I can usually get DH to drive me out to the barn once a month or so, and he doesn’t complain too loudly if I get on and quietly walk around for 10-15 minutes (doctors say NO riding - we disagree on this subject quite frequently). Having other family members drive me out is even worse, as they feel the need to “run and tell” on me whenever I get on, then I get half a dozen phone calls asking if I’m crazy, stupid, have a death wish, etc. I don’t think non-riders realize that while this may not be what the doctor told me I can/should do, doing it makes ME feel better, which should be the most important thing. Obviously I’m not going to go out and jump a 4’ course, but some nice walk/trot/cantering on my very comfortable mare can make up for weeks of feeling like crap while stuck at home.

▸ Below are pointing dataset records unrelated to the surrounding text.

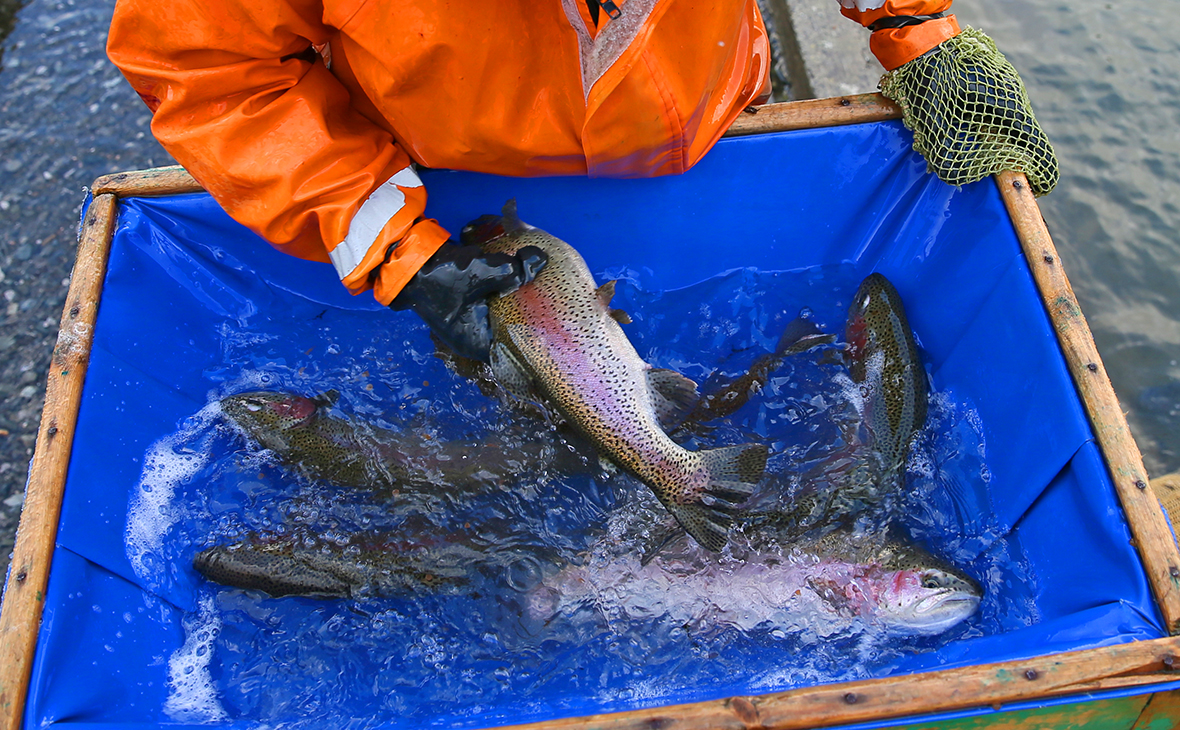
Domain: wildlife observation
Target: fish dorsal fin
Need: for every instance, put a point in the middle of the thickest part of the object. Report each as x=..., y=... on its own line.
x=327, y=399
x=511, y=221
x=673, y=395
x=605, y=294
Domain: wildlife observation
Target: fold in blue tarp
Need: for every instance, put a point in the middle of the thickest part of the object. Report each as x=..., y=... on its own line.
x=183, y=280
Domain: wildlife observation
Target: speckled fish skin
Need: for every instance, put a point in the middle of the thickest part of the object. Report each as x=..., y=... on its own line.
x=353, y=454
x=884, y=362
x=558, y=334
x=288, y=566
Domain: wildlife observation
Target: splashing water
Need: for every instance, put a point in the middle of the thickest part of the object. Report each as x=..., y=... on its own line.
x=548, y=620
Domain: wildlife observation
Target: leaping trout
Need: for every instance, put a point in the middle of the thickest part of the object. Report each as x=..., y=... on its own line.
x=558, y=337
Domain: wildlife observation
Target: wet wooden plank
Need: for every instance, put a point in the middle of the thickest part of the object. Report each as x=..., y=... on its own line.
x=1118, y=714
x=1153, y=539
x=144, y=183
x=812, y=113
x=20, y=616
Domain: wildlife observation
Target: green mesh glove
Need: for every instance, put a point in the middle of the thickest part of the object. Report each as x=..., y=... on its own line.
x=969, y=113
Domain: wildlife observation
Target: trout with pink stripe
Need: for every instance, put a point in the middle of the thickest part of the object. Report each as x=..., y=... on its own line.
x=557, y=340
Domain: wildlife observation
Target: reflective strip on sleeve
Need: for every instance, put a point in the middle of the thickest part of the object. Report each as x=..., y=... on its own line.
x=861, y=5
x=366, y=225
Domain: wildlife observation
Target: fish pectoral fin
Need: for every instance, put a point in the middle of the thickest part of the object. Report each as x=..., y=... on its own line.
x=605, y=294
x=327, y=399
x=509, y=373
x=830, y=592
x=673, y=396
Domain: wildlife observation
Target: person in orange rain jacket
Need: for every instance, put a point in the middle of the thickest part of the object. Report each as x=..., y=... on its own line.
x=303, y=118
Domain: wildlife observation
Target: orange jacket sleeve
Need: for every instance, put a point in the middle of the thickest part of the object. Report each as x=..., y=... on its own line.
x=895, y=46
x=273, y=136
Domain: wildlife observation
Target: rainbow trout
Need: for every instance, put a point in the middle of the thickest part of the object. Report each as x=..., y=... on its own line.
x=558, y=337
x=352, y=453
x=883, y=361
x=817, y=584
x=371, y=565
x=884, y=365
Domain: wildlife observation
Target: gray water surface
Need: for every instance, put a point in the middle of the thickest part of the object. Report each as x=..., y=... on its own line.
x=1102, y=77
x=1103, y=81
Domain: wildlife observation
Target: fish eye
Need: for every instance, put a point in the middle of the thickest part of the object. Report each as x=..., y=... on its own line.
x=931, y=580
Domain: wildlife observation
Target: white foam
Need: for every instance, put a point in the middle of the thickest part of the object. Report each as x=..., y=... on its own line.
x=168, y=464
x=191, y=696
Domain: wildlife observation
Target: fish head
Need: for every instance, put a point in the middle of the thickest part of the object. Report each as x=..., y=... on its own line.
x=268, y=416
x=483, y=230
x=925, y=600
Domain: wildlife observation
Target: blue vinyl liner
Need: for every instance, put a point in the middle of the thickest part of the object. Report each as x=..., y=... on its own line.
x=179, y=269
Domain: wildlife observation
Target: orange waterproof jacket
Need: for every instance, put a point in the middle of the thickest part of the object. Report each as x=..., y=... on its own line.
x=313, y=150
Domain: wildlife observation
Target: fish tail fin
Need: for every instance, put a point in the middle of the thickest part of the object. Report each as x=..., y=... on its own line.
x=732, y=471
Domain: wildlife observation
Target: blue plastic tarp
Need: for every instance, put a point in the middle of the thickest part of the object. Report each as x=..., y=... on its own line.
x=184, y=282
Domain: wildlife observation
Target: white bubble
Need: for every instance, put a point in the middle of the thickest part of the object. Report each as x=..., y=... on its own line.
x=192, y=697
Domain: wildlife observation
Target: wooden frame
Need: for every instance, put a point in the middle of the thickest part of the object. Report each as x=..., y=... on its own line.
x=988, y=688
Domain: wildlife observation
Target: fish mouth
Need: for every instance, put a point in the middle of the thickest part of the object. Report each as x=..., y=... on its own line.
x=943, y=599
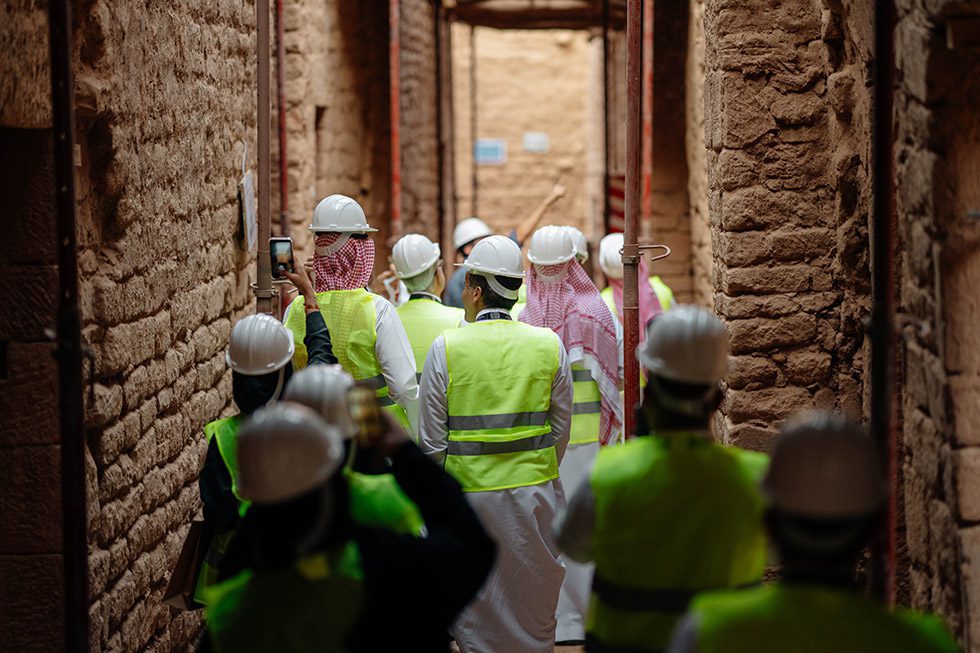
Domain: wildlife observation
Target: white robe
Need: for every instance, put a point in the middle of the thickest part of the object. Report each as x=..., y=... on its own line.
x=573, y=602
x=515, y=610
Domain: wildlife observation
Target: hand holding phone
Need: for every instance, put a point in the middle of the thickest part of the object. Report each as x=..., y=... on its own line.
x=281, y=251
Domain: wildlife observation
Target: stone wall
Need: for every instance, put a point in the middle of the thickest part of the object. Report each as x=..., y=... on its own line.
x=338, y=109
x=31, y=567
x=938, y=133
x=527, y=81
x=785, y=176
x=166, y=98
x=697, y=181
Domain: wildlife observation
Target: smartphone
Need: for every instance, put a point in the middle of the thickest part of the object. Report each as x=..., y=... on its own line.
x=281, y=251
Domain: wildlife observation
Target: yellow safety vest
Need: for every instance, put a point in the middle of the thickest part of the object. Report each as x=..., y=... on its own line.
x=499, y=396
x=664, y=295
x=224, y=432
x=674, y=515
x=350, y=318
x=424, y=321
x=811, y=619
x=311, y=606
x=586, y=407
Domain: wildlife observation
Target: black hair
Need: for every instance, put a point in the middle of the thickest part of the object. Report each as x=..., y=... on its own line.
x=490, y=298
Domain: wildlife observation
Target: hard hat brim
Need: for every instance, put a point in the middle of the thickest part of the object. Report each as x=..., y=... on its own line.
x=496, y=273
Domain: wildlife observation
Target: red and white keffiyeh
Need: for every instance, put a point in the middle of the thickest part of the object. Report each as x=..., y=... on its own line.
x=348, y=267
x=562, y=298
x=648, y=302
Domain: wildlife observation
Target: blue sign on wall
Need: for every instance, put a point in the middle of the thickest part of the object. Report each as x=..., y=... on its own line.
x=490, y=151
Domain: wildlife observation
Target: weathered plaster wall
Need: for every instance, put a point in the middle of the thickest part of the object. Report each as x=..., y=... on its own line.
x=31, y=564
x=338, y=109
x=779, y=166
x=937, y=172
x=166, y=97
x=527, y=81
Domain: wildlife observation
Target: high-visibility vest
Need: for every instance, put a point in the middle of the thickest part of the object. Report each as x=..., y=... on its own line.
x=499, y=395
x=377, y=501
x=424, y=321
x=350, y=318
x=586, y=407
x=224, y=432
x=664, y=295
x=311, y=606
x=811, y=619
x=674, y=515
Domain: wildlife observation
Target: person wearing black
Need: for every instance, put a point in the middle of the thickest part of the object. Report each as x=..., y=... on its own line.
x=413, y=587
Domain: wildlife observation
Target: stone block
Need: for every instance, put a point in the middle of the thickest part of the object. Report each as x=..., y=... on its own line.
x=768, y=406
x=30, y=503
x=806, y=367
x=967, y=474
x=762, y=334
x=751, y=372
x=33, y=290
x=29, y=395
x=32, y=602
x=801, y=244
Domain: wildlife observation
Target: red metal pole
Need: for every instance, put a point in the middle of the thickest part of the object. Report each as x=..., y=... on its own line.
x=647, y=161
x=263, y=292
x=68, y=350
x=631, y=253
x=281, y=105
x=883, y=288
x=394, y=67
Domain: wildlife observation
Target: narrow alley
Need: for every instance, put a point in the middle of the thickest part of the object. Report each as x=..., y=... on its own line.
x=805, y=173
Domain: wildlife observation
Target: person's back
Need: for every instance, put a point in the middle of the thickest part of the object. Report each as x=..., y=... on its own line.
x=310, y=606
x=674, y=514
x=802, y=618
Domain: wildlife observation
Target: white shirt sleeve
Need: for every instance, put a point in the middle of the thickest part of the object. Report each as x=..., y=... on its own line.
x=560, y=413
x=396, y=360
x=433, y=405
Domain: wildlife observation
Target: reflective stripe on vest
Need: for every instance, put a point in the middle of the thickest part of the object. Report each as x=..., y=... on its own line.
x=377, y=501
x=586, y=407
x=706, y=497
x=811, y=619
x=350, y=317
x=499, y=395
x=284, y=610
x=424, y=321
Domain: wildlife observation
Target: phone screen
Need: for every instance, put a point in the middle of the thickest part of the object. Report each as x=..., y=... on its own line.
x=281, y=250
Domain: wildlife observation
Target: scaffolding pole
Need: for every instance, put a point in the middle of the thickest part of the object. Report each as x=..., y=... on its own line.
x=631, y=252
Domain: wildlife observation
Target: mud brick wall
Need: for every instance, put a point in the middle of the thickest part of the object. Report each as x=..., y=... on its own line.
x=778, y=195
x=938, y=133
x=31, y=567
x=166, y=97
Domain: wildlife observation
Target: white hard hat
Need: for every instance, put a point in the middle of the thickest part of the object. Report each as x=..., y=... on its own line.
x=259, y=344
x=413, y=254
x=284, y=451
x=581, y=244
x=324, y=388
x=339, y=214
x=469, y=230
x=825, y=466
x=496, y=256
x=550, y=246
x=687, y=344
x=610, y=260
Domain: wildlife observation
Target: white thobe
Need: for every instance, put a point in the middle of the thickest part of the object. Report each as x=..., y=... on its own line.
x=515, y=610
x=395, y=358
x=573, y=602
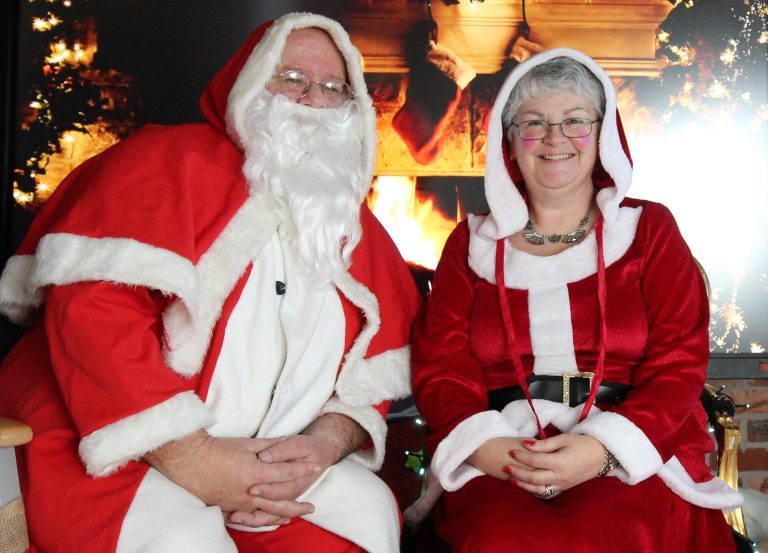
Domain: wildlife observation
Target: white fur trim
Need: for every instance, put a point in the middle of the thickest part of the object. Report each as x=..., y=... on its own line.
x=106, y=450
x=372, y=422
x=366, y=301
x=17, y=302
x=714, y=494
x=549, y=311
x=508, y=209
x=449, y=464
x=371, y=381
x=264, y=59
x=637, y=455
x=218, y=270
x=450, y=64
x=524, y=271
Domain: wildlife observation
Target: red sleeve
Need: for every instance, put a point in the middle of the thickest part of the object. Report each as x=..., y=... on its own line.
x=668, y=383
x=448, y=382
x=105, y=350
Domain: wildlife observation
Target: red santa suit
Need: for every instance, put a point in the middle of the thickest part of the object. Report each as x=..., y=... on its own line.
x=131, y=275
x=664, y=498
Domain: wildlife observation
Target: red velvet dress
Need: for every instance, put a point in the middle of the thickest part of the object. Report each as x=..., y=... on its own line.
x=664, y=498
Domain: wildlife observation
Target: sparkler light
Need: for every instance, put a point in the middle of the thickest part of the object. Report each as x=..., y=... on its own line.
x=74, y=111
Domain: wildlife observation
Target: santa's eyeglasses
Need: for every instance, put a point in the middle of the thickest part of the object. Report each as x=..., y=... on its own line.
x=296, y=85
x=574, y=127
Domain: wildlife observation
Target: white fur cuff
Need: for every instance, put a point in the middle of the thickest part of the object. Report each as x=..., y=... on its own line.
x=372, y=422
x=17, y=302
x=448, y=463
x=113, y=446
x=637, y=455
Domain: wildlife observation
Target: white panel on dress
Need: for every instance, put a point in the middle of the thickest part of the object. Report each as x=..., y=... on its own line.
x=313, y=320
x=551, y=330
x=253, y=352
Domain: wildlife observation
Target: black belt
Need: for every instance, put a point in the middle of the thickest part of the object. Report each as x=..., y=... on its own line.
x=573, y=393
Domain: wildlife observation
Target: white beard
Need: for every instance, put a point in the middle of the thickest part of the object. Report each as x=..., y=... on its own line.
x=307, y=163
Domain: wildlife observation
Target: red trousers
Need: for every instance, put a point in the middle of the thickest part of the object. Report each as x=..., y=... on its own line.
x=602, y=515
x=295, y=537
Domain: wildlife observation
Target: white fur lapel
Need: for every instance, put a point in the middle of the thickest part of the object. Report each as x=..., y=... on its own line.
x=264, y=59
x=524, y=271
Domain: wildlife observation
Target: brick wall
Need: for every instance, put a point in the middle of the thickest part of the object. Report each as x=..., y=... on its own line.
x=753, y=423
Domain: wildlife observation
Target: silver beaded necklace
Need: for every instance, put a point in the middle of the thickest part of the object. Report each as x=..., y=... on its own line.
x=533, y=237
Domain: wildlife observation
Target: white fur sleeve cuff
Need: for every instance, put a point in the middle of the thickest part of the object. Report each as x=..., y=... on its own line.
x=106, y=450
x=448, y=463
x=372, y=422
x=637, y=455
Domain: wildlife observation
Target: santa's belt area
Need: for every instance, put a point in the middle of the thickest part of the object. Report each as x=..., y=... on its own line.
x=570, y=389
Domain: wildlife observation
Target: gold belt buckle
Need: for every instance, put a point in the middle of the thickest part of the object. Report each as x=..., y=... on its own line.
x=567, y=383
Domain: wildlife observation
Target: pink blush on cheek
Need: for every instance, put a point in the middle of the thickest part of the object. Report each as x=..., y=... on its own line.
x=583, y=142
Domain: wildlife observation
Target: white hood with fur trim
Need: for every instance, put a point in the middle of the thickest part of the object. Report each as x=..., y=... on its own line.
x=546, y=280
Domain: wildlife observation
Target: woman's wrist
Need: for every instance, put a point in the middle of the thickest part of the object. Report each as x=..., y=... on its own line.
x=609, y=463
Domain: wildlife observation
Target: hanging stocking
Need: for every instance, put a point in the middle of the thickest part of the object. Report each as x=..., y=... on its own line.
x=433, y=93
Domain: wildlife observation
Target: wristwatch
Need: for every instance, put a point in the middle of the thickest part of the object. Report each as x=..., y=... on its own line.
x=609, y=463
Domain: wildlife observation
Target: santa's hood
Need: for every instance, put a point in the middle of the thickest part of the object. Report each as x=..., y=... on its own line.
x=230, y=93
x=503, y=184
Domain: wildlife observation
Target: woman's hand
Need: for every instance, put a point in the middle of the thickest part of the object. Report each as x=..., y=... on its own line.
x=562, y=461
x=494, y=457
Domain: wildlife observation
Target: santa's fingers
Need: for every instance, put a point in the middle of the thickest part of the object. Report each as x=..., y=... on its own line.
x=543, y=491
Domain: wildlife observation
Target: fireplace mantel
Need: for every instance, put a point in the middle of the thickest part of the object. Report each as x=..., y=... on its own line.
x=619, y=34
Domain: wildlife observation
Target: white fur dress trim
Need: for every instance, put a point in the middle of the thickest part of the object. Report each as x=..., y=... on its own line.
x=188, y=339
x=637, y=455
x=508, y=209
x=524, y=271
x=450, y=471
x=106, y=450
x=714, y=494
x=260, y=67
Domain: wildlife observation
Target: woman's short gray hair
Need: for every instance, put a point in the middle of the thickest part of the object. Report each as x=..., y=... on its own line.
x=556, y=76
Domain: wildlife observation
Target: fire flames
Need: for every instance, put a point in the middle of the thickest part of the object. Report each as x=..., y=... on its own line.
x=417, y=227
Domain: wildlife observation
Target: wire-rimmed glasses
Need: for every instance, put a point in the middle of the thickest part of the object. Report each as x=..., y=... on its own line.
x=295, y=84
x=538, y=129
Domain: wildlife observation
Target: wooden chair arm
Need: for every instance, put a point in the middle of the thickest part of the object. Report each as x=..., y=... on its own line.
x=14, y=433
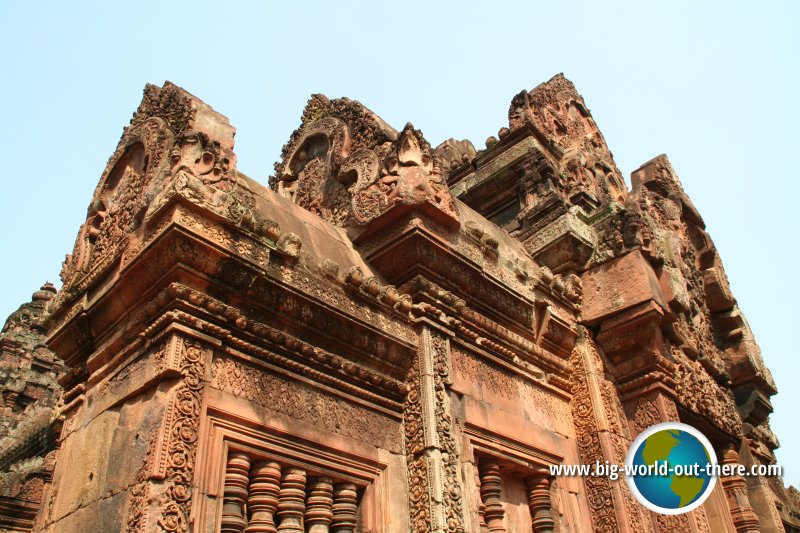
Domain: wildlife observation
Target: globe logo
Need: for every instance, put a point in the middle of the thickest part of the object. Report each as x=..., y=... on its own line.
x=671, y=468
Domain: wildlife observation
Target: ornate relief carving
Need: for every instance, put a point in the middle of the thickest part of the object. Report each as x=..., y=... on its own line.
x=434, y=489
x=180, y=439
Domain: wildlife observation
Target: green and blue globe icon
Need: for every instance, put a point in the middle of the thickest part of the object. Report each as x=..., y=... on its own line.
x=671, y=468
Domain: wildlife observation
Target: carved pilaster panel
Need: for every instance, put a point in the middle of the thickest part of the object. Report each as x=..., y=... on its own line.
x=602, y=436
x=235, y=493
x=434, y=488
x=171, y=455
x=491, y=490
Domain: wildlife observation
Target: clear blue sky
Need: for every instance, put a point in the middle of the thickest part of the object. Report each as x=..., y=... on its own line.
x=711, y=84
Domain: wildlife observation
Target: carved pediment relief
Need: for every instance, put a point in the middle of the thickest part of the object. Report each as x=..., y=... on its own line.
x=348, y=167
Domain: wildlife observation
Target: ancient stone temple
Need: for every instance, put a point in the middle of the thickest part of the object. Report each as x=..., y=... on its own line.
x=389, y=337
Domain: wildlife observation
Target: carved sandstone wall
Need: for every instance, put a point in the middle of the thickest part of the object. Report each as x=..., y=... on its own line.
x=391, y=337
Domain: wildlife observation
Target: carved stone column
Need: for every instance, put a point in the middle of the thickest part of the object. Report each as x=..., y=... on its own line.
x=434, y=485
x=235, y=493
x=539, y=502
x=481, y=506
x=345, y=507
x=265, y=478
x=292, y=500
x=319, y=512
x=491, y=488
x=743, y=515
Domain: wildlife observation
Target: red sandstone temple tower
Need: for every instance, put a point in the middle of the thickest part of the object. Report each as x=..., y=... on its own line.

I guess this turned into more of a vent than an answer to your original question. BTW, my trainer does know my complete situation and what meds I am taking. I also keep a list in my car, tack trunk, and wallet, in case someone needs to know what I’m on. Wonderful person that she is, whenever I show up, she takes time away from whatever she is doing to help me as much as she can, and keeps on eye on me while I’m puttering around to make sure I don’t have any problems. Nice benefit of being at a very small, private barn.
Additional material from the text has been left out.